I suppose in all courts it is like that -- the procedure depends on the judge depends on the judge.
This is (perhaps) true for published opinions. Unpublished decisions, however, particularly those written without oral argument, are usually written by clerks.
It absolutely depends on the judge. However, I can tell you for certain that there is a non-negligible number of opinions - including published appellate opinions - that are written mostly by the clerks.
IMO, with a good judge it is a collaborative effort. A published opinion should go back and forth between the judge and clerk many times.
It can vary from opinion to opinion, too.

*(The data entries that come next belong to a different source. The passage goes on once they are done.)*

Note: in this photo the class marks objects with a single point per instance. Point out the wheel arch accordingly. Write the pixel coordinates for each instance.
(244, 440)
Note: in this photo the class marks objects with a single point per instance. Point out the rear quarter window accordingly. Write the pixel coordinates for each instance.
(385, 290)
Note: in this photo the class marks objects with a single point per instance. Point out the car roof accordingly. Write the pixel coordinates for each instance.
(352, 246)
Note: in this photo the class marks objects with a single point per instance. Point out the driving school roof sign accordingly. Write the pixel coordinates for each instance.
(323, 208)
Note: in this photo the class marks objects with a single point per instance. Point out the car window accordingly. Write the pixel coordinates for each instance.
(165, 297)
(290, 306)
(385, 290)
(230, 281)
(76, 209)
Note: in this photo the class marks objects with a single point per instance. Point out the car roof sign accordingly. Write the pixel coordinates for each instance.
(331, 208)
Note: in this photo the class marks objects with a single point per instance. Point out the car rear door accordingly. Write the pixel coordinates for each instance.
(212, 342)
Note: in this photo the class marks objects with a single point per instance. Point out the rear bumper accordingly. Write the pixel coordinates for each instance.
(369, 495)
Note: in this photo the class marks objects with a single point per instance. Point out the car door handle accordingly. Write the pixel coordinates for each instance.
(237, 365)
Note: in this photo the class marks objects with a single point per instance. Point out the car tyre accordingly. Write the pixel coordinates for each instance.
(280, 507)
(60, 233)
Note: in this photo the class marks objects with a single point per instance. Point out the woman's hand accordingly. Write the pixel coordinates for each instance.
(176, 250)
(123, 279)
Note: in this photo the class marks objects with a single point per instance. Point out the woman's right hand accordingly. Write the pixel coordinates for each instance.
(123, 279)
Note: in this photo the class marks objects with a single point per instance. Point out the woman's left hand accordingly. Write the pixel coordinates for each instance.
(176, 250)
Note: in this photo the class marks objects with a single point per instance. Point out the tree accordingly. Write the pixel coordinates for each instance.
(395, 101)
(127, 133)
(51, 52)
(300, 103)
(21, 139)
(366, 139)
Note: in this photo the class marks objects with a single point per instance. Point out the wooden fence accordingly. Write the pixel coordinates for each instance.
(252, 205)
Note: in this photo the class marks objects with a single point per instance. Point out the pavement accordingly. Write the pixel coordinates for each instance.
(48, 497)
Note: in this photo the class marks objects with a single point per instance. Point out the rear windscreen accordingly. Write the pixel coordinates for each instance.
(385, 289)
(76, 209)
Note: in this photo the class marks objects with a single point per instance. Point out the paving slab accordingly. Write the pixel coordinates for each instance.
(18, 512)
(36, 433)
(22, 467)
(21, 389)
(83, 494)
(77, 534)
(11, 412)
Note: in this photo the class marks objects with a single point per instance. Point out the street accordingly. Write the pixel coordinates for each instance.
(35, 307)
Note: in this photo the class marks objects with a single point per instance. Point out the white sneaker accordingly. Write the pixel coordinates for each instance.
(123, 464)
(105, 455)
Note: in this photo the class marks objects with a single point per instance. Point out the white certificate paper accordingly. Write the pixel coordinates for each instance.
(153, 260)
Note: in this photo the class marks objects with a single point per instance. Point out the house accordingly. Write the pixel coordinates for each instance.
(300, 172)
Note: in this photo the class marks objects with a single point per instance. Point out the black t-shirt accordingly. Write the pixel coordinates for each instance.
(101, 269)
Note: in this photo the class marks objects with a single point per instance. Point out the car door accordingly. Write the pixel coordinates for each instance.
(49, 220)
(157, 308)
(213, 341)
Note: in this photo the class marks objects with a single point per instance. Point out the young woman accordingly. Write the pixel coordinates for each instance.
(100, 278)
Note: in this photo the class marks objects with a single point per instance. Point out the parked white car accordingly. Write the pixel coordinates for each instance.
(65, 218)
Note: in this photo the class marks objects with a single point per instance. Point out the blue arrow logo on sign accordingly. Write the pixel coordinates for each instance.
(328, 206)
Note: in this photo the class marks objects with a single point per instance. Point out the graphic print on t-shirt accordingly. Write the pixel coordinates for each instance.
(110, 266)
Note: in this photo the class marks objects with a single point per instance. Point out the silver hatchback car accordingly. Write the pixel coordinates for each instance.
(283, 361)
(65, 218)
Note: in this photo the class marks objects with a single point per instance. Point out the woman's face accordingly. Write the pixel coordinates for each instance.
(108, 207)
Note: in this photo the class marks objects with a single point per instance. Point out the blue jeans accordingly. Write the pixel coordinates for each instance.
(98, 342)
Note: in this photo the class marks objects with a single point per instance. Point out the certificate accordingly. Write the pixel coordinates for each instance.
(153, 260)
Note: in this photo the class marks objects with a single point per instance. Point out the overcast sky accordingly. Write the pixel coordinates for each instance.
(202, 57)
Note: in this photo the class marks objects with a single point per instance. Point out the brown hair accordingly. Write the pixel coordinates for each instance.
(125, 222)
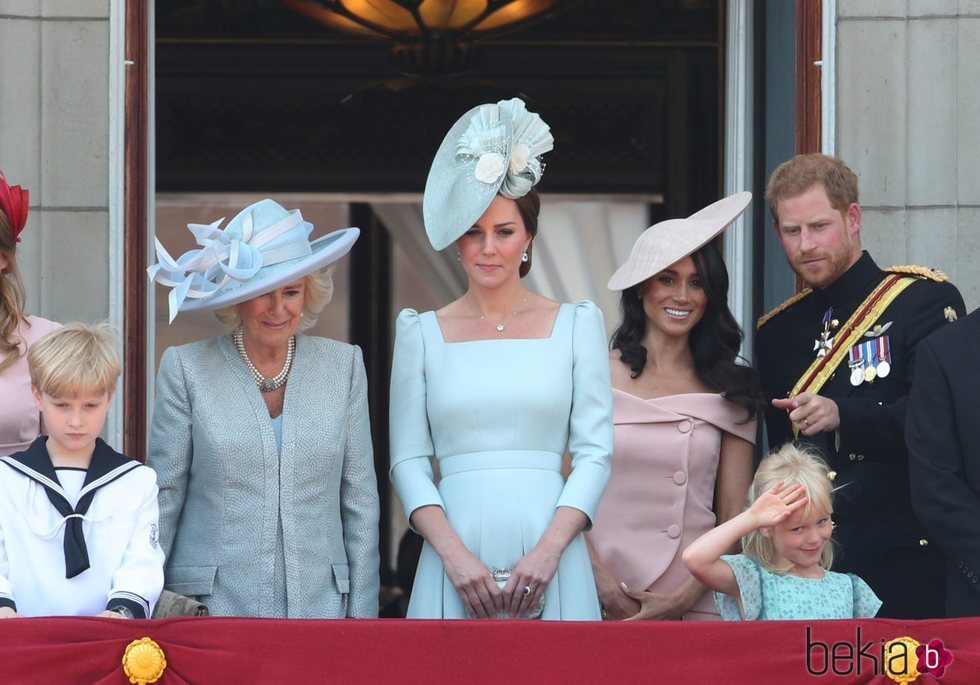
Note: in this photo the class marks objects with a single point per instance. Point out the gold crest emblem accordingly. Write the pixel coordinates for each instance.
(144, 661)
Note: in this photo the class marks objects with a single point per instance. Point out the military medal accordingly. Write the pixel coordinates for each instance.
(878, 330)
(856, 363)
(869, 350)
(884, 355)
(825, 342)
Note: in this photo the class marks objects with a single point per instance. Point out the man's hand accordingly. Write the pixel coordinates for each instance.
(812, 413)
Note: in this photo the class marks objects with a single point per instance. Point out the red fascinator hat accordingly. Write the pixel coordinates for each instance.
(14, 202)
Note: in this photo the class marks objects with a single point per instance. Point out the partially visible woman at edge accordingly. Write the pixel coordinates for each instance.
(495, 386)
(20, 421)
(261, 438)
(685, 419)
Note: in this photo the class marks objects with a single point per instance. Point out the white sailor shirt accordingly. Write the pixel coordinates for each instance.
(112, 557)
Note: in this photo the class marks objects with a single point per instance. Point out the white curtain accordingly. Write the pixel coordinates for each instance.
(579, 245)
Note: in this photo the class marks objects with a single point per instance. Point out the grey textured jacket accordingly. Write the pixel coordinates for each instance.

Some opinions need a lot more back-and-forth than others, even if one is just talking about precedential appellate opinions.

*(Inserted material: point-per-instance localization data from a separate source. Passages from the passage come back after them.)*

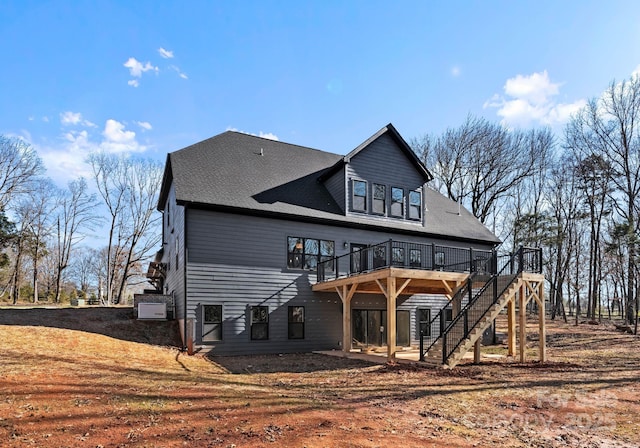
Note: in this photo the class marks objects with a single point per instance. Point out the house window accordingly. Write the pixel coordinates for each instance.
(259, 323)
(415, 205)
(415, 258)
(397, 256)
(448, 315)
(397, 202)
(424, 321)
(296, 322)
(360, 195)
(439, 260)
(212, 323)
(379, 256)
(306, 253)
(379, 199)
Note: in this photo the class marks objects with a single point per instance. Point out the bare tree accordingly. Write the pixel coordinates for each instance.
(76, 215)
(142, 218)
(19, 165)
(480, 163)
(607, 127)
(129, 188)
(35, 210)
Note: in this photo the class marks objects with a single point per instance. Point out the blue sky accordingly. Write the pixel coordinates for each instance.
(151, 77)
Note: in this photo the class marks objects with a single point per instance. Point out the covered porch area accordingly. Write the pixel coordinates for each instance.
(391, 282)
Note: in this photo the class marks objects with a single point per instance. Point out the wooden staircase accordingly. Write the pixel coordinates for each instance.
(473, 320)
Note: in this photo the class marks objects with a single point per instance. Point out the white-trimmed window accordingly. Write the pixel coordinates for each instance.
(359, 195)
(296, 322)
(211, 323)
(415, 205)
(424, 321)
(379, 206)
(259, 323)
(397, 202)
(306, 253)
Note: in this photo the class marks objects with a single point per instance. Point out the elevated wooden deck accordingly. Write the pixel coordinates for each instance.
(417, 277)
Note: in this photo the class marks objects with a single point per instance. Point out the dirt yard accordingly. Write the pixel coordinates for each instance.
(97, 378)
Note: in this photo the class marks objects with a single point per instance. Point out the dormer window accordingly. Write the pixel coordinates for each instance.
(415, 205)
(397, 202)
(359, 195)
(379, 199)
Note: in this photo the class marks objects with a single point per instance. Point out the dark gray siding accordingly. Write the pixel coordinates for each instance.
(383, 162)
(173, 224)
(241, 261)
(335, 186)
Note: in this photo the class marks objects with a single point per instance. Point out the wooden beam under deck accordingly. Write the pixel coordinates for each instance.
(411, 281)
(391, 283)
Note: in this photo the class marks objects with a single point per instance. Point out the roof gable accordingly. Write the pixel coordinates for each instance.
(241, 173)
(391, 131)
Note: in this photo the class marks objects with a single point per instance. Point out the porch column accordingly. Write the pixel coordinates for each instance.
(523, 323)
(476, 351)
(391, 318)
(346, 294)
(541, 323)
(511, 326)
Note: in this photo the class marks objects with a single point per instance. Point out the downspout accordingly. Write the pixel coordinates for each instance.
(186, 341)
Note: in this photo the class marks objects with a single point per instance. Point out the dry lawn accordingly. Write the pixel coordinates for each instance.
(97, 378)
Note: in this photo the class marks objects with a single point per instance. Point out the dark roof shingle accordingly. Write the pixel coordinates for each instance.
(250, 174)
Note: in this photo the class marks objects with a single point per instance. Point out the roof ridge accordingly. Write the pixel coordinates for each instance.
(246, 134)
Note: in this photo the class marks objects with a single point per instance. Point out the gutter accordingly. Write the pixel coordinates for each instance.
(185, 341)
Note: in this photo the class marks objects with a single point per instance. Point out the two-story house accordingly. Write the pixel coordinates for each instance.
(250, 225)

Heck, some judges will write some of their first drafts themselves and publish them with little more than a quick read-through by the clerks, while publishing other opinions that their clerks wrote with hardly any modification.
The one constant, at least among halfway decent judges, is that the judge has carefully read and approved everything that goes out the door.
001:
I think the claim that "most" appellate judges do their own first drafts is overstated. Some regularly do, however.
Opus:
What you say about unpublished opinions being written by clerks is certainly the norm in a lot of appellate courts. In some, though--the Fourth Circuit comes to mind--the staff attorney's office does a lot of the run-of-the-mill ones.
A ludicrous plot -- as if anyone would take the chance that the clerk wouldn't just mention to the Justice, "Hey, I got a call from John Smith," and then the whole scheme would have been exposed.
David Balducci is also a writer.
When she hit her self-determined debt limit in 1991 and there was no publishing deal in sight, Scottoline applied for a clerk position she had heard the Hon. Dolores K. Sloviter (L’56, Chief Judge of the Third Circuit U.S. Court of Appeals) had open for a woman or man in a career transition.
“I begged her for the job. When she gave it to me I had to keep myself from bursting into tears. Judge Sloviter saved my butt. I was a single mother – I couldn’t work full-time. She changed my life. She’s done so much for women that I don’t think people know enough about.”
One month later Scottoline sold her first book to a publishing house. But it would take two years before she would believe the success of that novel was here to stay and she quit her job in order to write full-time. “Everywhere That Mary Went” was nominated in 1994 for a prestigious Edgar Award from the Mystery Writers of America for best original paperback. But it would be her second novel, “Final Appeal” that would garner her the award.
“Final Appeal” is set in the Third Circuit. Judge Sloviter hosted a signing party at her chambers to celebrate that book’s publication. She invited all the judges of the Third Circuit and ordered that they had to buy the book if they attended. “I was signing books for Third Circuit Court justices!” Scottoline exclaims with remaining awe at the change in her fortunes. “The first book signing of my life was in that court!”